Posted tagged ‘photo workshops’

Do You Color Outside The Lines?

November 7, 2009
IMG_3003
New York skyline, approaching storm.

Profiles.  They can be good or bad, your left side or right side, or what you write about yourself on Facebook.  But in digital printing,   profiles are part of the the glue that connects the colors your digital camera captures to the colors in your digital print.

A printer profile is a bit of software, called an ICC file,  that describes  how a particular combination of printer, inkset, and printing paper reproduce colors at a specific printing  resolution. For example,  the ICC profile SP7898 PLPP260 PK 2880.icc describes how an Epson 7800 printer using the K3 inkset with Photo Black ink printing on Epson Premium Lustre 260 paper at a printing resolution of 2880 dpi reproduces color.

Profiles are useful because they let Adobe Photoshop  accurately  preview what your image will look like when it’s printed, and  to control your digital printer’s output so it matches that preview. (or, at least, as close as ink on paper can look to pixels on a monitor).

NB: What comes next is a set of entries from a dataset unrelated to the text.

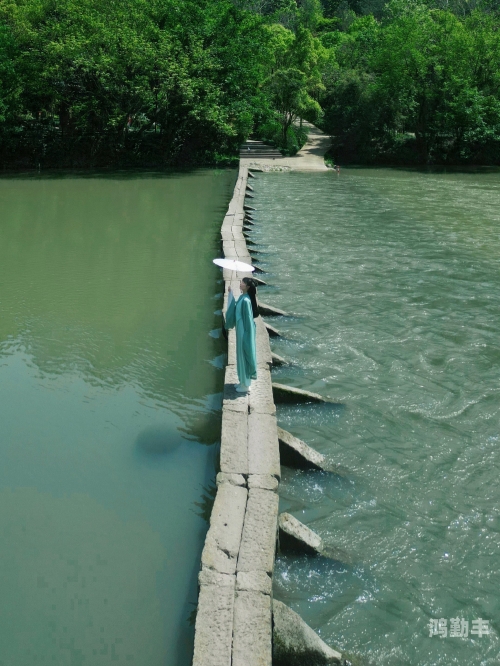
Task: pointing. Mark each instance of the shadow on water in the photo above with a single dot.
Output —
(157, 441)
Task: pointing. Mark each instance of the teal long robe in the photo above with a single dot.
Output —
(239, 313)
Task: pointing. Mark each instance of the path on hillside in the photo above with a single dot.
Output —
(309, 158)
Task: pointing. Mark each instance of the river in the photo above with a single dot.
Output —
(394, 282)
(110, 392)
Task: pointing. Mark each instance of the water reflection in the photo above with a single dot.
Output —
(107, 390)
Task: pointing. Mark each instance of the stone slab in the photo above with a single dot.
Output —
(296, 453)
(273, 332)
(234, 443)
(270, 311)
(295, 641)
(263, 446)
(227, 477)
(214, 626)
(231, 398)
(261, 395)
(264, 354)
(212, 577)
(258, 541)
(222, 543)
(290, 394)
(252, 629)
(295, 537)
(264, 481)
(255, 581)
(277, 360)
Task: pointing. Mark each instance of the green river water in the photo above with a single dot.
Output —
(110, 390)
(393, 277)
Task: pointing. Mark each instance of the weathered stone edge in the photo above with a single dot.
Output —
(235, 609)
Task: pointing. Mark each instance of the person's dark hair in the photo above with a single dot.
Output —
(252, 292)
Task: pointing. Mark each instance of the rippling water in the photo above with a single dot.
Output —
(110, 390)
(393, 279)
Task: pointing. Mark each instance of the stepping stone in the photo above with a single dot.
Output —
(270, 311)
(290, 394)
(296, 453)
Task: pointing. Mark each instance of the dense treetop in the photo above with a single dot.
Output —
(163, 82)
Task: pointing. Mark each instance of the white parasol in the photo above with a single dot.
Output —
(233, 265)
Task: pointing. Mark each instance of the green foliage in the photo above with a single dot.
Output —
(422, 86)
(100, 82)
(140, 82)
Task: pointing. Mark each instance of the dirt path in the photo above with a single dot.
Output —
(309, 158)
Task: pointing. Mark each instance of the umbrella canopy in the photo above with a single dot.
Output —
(233, 265)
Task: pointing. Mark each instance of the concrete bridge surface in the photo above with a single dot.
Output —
(309, 158)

Once the appropriate profiles are installed, Photoshop  uses them in the View>Proof Setup command on the top menu to preview images,  and in the Print dialogue to control your printer. Voila, an accurate print.

Or maybe not.

Along with ICC profiles, colorspace helps to determine what colors your camera records, that Photoshop displays and  your print or digital file reproduce. A device colorspace defines the range of colors, or gamut, that a device, such as a camera or printer, can reproduce. An editing colorspace is device-independent, but determines the color range you can work in with, for, example, Adobe Photoshop software.

The main colorspaces photographers work in are Adobe RGB (1998), the traditional editing space for, naturally, Adobe Photoshop;  sRGB,  which is primarily used for  images posted on the web; and, more recently ProPhoto.

sRGB  has a smaller gamut than Adobe 1998, which has a smaller gamut than ProPhoto. Why is this important?  Because to know how the beautiful colors in your digital image will look in a print, your devices need to be using the same colorspace, your monitor needs to be calibrated accurately to the same colorspace, and your editing software needs to display the same color space.

See what I meant by insanity?  BTW, for you people working with Adobe Lightroom, it uses the ProPhoto color space.